Layaknya sebuah wabah, Trend “Terpapar” saat ini memang agak sedikit lebih rumit untuk disembuhkan, karena lebih dekat kepada unsur sosiologi dan intelektualitas ketimbang unsur biologi.
Radikalisme adalah sebuah sel yang tertanam disetiap manusia, semua orang memilikinya, sejauh mana sel ini akan berkembang biak dan menyebabkan kerusakan, semua tergantung pada sang manusia.

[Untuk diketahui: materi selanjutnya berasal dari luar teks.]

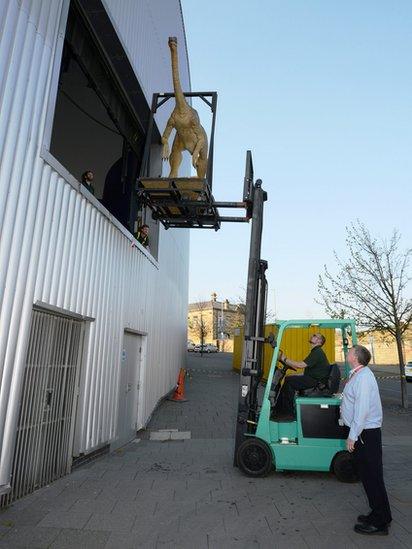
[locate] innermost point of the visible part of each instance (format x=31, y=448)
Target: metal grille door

Dalam dunia Intelejen, “Power of repeatation” atau kekuatan pengulangan, dikenal cukup ampuh untuk merubah cara pandang sesorang terhadap suatu keyakinan, cara yang sama, tanpa kita sadari, juga  dilakukan dalam bidang lain bernama “marketing”, saat sebuah produk berulang kali di promosikan sebagai barang murah atau diskon gede gedean, maka tinggal masalah waktu kita yang mendengar akan mempercayainya tanpa mempertimbangkan kualitas dan logika.
Power of repeatation dalam sejarahnya pernah dilakukan dalam bentuk propaganda oleh negeri berorientasi “tidak ber Tuhan”, para penguasa melakukan himbauan dan ajakan untuk mempercayai apa yang dikumandangkan, demi meningkatkan kepercayaan, bahkan membuat sesorang bertindak irasional dan berperilaku ekstrem.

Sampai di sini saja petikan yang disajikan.